Stimulus Check Update: As Americans Wait for Third Round Payments, Renters Get a Reprieve
Stimulus payments have gone out quickly, but that aid hasn't reached everyone yet.
Stimulus funds have been going out at a decent pace over the past couple of weeks, with an estimated 127 million payments already having been issued. All told, the IRS has sent roughly $325 billion out to the public, with the bulk of those payments coming in the form of direct deposits that are sent electronically to recipients' bank accounts.
But many Americans are still waiting on their money -- particularly those who are in line for a stimulus payment to arrive in the mail. Because the IRS can only issue so many physical payments at once, it could easily take until the end of April or even beyond to finish the job of blasting out paper checks or debit cards.
Of course, that puts some recipients in a tight spot. While a lot of people will no doubt use their stimulus cash to purchase new items or pad their savings, many are relying on that money to cover basic expenses, like food and rent. But with regard to the latter, struggling tenants are now getting a bit more relief.
Eviction bans get extended
Yesterday, the Centers for Disease Control and Prevention announced that it will extend its national eviction moratorium for another three months, thereby protecting renters until the end of June. Prior to that extension, the ban was set to run out at the end of March.
The logic behind the extension is that many Americans are still unemployed and don't have the means to cover their rent, even with boosted benefits coming their way as part of the recently-signed $1.9 trillion coronavirus relief bill. Furthermore, while the new bill does include funding for rental assistance, that money isn't widely available just yet, as each state needs to roll out its own system for distributing those funds.
Furthermore, while it's easy to argue that the $1,400 stimulus checks that are now going out could help some people cover part of their rent, as mentioned earlier, not everyone who's entitled to a stimulus payment has that money in hand.
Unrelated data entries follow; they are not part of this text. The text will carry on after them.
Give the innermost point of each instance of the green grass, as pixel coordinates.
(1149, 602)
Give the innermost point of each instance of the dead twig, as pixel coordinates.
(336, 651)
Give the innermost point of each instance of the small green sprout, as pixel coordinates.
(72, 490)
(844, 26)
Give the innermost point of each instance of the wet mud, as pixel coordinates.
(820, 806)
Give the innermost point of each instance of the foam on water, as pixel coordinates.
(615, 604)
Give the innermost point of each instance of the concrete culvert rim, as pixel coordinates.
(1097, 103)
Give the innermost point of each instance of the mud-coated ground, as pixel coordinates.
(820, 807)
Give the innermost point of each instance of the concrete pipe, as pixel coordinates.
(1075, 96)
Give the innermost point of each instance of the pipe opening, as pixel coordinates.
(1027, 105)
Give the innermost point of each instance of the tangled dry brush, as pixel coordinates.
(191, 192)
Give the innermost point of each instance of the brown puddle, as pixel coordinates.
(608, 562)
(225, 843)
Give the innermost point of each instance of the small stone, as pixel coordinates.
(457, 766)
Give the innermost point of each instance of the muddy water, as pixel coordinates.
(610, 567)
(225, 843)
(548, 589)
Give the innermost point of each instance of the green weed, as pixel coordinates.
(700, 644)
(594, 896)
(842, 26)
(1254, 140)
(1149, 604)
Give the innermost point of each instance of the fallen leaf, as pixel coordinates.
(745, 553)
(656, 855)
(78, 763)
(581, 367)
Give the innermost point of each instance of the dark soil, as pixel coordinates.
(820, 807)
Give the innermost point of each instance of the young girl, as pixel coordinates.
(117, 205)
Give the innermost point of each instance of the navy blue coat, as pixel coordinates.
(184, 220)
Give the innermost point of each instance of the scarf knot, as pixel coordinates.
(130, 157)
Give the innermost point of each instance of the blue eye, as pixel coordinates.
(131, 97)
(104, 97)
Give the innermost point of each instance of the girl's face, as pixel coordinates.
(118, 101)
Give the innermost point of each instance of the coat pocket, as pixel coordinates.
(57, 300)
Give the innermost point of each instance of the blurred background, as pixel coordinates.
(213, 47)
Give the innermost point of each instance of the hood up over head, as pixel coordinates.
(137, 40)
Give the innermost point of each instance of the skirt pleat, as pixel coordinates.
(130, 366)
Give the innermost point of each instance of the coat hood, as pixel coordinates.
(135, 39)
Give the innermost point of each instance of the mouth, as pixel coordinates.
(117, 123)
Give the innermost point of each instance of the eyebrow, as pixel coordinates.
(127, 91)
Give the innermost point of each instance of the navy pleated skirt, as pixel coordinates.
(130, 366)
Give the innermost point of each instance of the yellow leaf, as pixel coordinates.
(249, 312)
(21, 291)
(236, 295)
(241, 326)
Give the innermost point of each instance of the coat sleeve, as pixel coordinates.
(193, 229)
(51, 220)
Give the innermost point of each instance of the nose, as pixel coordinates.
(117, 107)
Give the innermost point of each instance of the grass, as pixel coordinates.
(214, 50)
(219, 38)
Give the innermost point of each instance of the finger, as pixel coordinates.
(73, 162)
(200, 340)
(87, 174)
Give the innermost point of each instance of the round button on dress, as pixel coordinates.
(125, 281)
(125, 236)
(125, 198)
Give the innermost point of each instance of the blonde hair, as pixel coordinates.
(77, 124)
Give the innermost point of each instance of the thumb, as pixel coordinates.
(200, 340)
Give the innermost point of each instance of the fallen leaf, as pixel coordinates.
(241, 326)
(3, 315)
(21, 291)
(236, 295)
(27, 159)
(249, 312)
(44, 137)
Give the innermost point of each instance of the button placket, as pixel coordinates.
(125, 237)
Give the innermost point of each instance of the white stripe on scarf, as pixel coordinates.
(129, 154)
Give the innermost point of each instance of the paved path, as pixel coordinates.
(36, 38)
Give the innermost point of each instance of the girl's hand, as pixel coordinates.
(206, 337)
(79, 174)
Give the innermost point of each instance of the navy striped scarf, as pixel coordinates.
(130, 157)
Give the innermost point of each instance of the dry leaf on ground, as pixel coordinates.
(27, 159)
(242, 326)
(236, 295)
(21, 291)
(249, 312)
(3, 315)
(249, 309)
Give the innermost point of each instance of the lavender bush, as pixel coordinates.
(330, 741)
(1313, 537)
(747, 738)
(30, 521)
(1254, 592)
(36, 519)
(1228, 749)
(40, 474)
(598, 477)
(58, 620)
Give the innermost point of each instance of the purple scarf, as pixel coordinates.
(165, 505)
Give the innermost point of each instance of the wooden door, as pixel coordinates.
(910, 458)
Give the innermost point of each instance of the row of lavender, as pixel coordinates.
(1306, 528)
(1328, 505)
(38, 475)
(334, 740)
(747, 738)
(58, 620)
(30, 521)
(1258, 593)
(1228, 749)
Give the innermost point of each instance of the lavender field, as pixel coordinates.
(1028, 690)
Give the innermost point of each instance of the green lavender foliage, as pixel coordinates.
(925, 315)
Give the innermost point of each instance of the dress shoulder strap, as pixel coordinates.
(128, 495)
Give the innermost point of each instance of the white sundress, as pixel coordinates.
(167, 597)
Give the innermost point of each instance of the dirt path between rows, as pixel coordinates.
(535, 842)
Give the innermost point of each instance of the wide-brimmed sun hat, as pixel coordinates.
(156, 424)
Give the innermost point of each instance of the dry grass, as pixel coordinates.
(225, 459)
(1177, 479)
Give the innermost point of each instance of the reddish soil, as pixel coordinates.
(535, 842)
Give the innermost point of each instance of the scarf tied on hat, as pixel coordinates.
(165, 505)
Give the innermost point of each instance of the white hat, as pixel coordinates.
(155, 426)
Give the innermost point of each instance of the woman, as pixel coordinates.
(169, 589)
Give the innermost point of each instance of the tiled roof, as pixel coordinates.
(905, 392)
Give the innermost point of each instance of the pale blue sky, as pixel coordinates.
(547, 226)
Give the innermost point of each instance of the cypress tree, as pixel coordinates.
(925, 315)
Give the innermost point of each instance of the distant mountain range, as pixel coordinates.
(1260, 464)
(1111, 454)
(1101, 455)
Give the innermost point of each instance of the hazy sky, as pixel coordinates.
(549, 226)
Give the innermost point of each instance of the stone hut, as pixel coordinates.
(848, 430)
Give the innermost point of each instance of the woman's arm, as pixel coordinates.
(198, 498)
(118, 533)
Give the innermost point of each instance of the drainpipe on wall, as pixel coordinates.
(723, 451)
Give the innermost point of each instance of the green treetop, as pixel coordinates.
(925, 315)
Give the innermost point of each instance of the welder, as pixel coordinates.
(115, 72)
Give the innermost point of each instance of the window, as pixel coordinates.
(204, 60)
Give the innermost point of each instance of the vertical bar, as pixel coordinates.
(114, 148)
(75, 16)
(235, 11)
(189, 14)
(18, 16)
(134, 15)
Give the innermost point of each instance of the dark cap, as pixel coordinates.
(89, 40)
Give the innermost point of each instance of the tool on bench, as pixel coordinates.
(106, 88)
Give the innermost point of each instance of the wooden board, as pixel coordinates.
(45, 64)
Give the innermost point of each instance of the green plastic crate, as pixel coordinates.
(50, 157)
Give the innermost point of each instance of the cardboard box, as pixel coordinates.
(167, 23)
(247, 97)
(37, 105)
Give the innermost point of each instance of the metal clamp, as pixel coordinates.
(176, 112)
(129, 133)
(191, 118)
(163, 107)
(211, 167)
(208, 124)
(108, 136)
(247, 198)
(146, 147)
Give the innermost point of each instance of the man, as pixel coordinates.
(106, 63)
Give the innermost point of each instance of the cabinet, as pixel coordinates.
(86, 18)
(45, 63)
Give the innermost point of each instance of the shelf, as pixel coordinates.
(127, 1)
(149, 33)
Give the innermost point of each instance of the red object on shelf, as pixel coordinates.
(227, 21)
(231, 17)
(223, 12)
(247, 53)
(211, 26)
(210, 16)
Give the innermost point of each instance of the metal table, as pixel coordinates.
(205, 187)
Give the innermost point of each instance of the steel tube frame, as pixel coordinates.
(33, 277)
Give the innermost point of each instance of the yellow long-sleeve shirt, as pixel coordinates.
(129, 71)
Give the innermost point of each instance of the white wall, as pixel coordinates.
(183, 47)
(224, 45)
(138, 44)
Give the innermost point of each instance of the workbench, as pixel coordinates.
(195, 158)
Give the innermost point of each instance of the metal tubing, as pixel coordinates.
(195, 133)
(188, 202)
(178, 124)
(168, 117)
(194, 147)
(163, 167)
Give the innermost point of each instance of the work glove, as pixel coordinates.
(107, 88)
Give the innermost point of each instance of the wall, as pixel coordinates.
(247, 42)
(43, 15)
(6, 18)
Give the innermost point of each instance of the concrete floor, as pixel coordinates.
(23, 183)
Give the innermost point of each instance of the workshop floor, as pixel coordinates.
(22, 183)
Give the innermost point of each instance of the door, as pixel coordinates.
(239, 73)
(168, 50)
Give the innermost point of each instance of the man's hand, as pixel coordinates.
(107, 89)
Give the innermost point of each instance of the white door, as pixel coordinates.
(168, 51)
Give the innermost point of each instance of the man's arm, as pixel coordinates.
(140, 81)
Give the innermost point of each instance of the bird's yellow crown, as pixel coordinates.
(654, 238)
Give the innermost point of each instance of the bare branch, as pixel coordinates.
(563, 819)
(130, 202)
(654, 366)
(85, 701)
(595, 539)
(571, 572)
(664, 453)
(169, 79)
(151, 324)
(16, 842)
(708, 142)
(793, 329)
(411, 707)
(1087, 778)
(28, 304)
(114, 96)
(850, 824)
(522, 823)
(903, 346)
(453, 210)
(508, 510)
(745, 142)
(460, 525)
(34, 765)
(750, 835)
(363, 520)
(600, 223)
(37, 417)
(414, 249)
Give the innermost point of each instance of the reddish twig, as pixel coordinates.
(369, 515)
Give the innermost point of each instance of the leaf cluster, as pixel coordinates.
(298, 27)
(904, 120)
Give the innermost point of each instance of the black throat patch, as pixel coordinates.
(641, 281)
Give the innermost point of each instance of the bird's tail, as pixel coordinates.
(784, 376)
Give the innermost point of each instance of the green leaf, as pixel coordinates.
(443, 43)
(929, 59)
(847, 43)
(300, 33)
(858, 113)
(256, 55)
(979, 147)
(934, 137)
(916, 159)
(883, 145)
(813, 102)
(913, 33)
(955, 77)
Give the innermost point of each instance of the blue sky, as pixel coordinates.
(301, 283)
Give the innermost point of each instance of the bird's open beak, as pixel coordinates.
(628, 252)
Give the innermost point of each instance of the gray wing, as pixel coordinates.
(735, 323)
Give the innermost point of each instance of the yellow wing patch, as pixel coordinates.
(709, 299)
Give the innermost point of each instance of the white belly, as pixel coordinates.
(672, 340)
And for many, it won't be arriving for weeks.
Of course, the eviction ban doesn't offer blanket protection. While it does prevent landlords from having tenants evicted due to the non-payment of rent, it doesn't mean landlords can't initiate an eviction for other reasons, such as violating another lease term. Also, there are income limits associated with this round of protection. Only individuals earning less than $99,000 a year and couples earning under $198,000 are covered, though clearly, that's a pretty broad scope.
Will more stimulus checks go out?
Seeing as how many people are still waiting on a third stimulus check, it may seem premature to start contemplating a fourth round of payments. But some Democratic lawmakers are already pushing President Joe Biden to consider another round of relief. In fact, they're promoting the idea of recurring payments until the economic crisis is over.
Though weekly jobless claims recently reached a pandemic low, the unemployment rate is still a lot higher than it was prior to the coronavirus outbreak, and until things improve substantially, another round of aid isn't out of the question.